HEK293T cells were cultured in Dulbecco's Modified Eagle Medium (DMEM) (Gibco, Waltham, MA, USA) supplemented with 10% FCS (Biological Industries, CT, USA) and 1% penicillin/streptomycin (Gibco) at 37 °C with 5% CO2. Cells were seeded in a six-well plates and transfected with Lipofectamine™ 3000 Transfection Reagent (Invitrogen, CA, USA) according to the manufacturers’ instructions. The medium was replaced with fresh DMEM culture medium 6 h after transfection. The cells were further incubated for 48 h.

Real-time quantitative polymerase chain reaction

Total RNA was isolated using an RNeasy® Mini Kit (Qiagen) and treated with RNase-Free DNase Set (Qiagen). Total RNA was reversely transcribed to cDNA by using the PrimeScript™ RT reagent Kit (#RR037A, Clontech). The relative abundance of targeted mRNA was normalized to glyceraldehyde-3-phosphate dehydrogenase (GAPDH). The primers 5’-CAAGGGCATCCTGGGCTACACT-3′ and 5′- CTCTCTCTTCCTCTTGTGCTCTTGC-3′ were used for amplification of GAPDH; 5′-ACCTGGTTACTTCCGCATAG-3′ and 5′-GAGGCATCAGTTTCGTTTGT-3′ were used for amplification of EGFP-FBN1. Gene expression was determined using SYBR Green PCR Master Mix (Applied Biosystems, CA, USA) on the 7500Fast Real-Time PCR Systems (Applied Biosystems).

Western blot analysis

Cells were lysed with modified RIPA (50 mM Tris-HCL, 1% NP40, 0.25% Na-deoxycholate, 150 mM NaCl, and 1 mM EDTA; CompleteTM Protease Inhibitor Cocktail [Roche, Mannheim, Germany]), and protein concentrations were determined with the PierceTM BCA Protein Assay Kit (Pierce Biotechnology, Rockford, USA). A total of 5 mg protein was size separated on an 8% SDS polyacrylamide gel, and proteins were electrophoresed and transferred to nitrocellulose membranes. Membranes were blocked in powdered milk for 30 min at room temperature (RT, 25 °C), and primary antibodies (Phospho-Smad2 [Ser465/467] (138D4) Rabbit mAb #3108, Cell Signaling Technology, MA, USA; Smad2/3 [D7G7] XP® Rabbit mAb #8685, Cell Signaling Technology; Mouse Anti-β actin mAb, TA-09, ZSGB-bio, China) were incubated overnight at 4 °C. After washing, the corresponding horseradish-peroxidase-coupled IRDye® 800CW Goat anti-Mouse IgG Secondary Antibody (926-32210, LI-COR, NE, USA) were incubated for 1 h at RT. Bands were visualized with the WesternBright ECL HRP substrate chemiluminescent system (Advansta, CA, USA). Chemiluminescent signals were quantified using ImageJ [27].

Statistical analyses

A one-sided Fisher’s exact test or a one-sided Chi-square test was used for all mutational burden analyses by using SPSS Statistics 23.0 (SPSS Inc., Al Monk, NY, USA), and a Student's t test was used to compare the differences of qPCR and WB results.
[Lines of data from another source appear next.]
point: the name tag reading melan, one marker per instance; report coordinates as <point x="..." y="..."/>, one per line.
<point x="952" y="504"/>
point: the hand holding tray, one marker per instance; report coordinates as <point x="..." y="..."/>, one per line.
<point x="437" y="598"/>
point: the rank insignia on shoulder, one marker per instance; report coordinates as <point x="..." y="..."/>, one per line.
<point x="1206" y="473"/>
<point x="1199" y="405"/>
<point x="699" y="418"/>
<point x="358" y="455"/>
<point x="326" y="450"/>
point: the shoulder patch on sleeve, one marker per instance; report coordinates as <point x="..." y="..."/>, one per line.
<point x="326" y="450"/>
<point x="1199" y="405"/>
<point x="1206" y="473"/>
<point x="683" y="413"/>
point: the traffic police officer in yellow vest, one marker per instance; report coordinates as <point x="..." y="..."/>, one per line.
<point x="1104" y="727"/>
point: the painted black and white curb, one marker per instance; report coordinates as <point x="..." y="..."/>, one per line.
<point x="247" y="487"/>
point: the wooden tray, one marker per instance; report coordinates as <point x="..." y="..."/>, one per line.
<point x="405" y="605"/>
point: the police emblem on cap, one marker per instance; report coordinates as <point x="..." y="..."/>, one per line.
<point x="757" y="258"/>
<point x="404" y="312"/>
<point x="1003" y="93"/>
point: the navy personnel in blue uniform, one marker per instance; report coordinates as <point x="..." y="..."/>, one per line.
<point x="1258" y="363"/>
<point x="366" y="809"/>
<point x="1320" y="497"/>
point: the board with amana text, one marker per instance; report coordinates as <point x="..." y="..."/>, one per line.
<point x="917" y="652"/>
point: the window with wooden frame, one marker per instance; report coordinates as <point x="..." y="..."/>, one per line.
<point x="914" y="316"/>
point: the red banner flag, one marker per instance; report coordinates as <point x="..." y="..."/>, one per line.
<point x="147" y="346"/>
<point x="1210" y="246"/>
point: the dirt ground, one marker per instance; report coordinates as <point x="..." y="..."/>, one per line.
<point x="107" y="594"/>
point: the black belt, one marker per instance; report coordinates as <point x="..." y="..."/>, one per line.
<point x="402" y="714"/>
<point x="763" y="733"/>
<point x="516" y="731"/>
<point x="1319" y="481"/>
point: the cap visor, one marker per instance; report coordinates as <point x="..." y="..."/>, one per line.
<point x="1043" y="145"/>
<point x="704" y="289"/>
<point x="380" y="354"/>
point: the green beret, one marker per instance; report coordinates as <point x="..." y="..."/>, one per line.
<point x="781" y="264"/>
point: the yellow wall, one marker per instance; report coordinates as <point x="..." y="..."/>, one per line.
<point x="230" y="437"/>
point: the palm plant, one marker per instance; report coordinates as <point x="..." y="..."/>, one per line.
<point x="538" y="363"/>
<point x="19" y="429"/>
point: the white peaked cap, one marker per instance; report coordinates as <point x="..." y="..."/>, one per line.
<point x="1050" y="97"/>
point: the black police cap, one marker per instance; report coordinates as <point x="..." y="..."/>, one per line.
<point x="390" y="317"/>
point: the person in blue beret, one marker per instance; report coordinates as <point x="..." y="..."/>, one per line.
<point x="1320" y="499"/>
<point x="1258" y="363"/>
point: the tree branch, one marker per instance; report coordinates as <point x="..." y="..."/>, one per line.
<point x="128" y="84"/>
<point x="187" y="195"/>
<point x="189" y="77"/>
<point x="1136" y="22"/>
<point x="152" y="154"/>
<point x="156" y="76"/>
All cell experiments were independently repeated three times with different cell lysates for each single assay, and data were presented as mean ± S.E.M. A P value < 0.05 was considered statistically significant.

Results

Identification of a novel FBN1 null variant transmitted in a CS family

We applied ES to identify responsible variants with autosomal dominant inheritance in all 103 familial CS. We identified a maternally inherited LGD variant associated with the vertebral phenotypes in a family. The novel heterozygous LGD variant was c.2649G>A (p.Trp883Ter) in FBN1, which co-segregated with CS in a dominant family (Fig. 1a, b). The nonsense variant was considered to exert a significant LoF effect by triggering the nonsense-mediated mRNA decay mechanism and subsequently loss of FBN1 protein. The proband III-1 displayed CS with structural segmentation defect of the vertebrae (T10-L1) and the formation of vertebral bar on the left side (T10-L1) (Fig. 1c), whereas the mother II-2 exhibited severe congenital kyphosis with segmentation defects (Fig. 1d). Although the mitral valve prolapse with mild mitral insufficiency was found in the proband, no other apparent cardiovascular or ocular phenotypes featuring MFS were identified in the proband and his mother. The aortic root measurements of the proband still remained normal (Z score = 1.4) by echocardiographic measurements, and the diagnosis of MFS could not be implemented according to the Ghent Criteria [28]. As for now, no obvious “marfanoid” appearances are observed in the family members. i.e., III-1 and II-2 (Supplementary Table 1).

Fig. 1
figure 1

The family with congenital scoliosis and an FBN1 nonsense variant, c.2649G>A (p.Trp883Ter). a Pedigree and segregation of the variant. b Electropherograms of Sanger sequencing showing the heterozygous c.2649G>A in the proband (III-1) and his mother (II-2). Ref., the reference sequence. Black arrows indicate the nucleotide substitution positions. c Anteroposterior and lateral X-ray film of the whole spine of the proband III-1 displaying congenital scoliosis with segmentation defects of thoracic 10-lumbar 1 spine with formation of vertebral bar on the left. d Lateral X-ray film of the whole spine of II-2 showing severe congenital kyphosis with segmentation defects.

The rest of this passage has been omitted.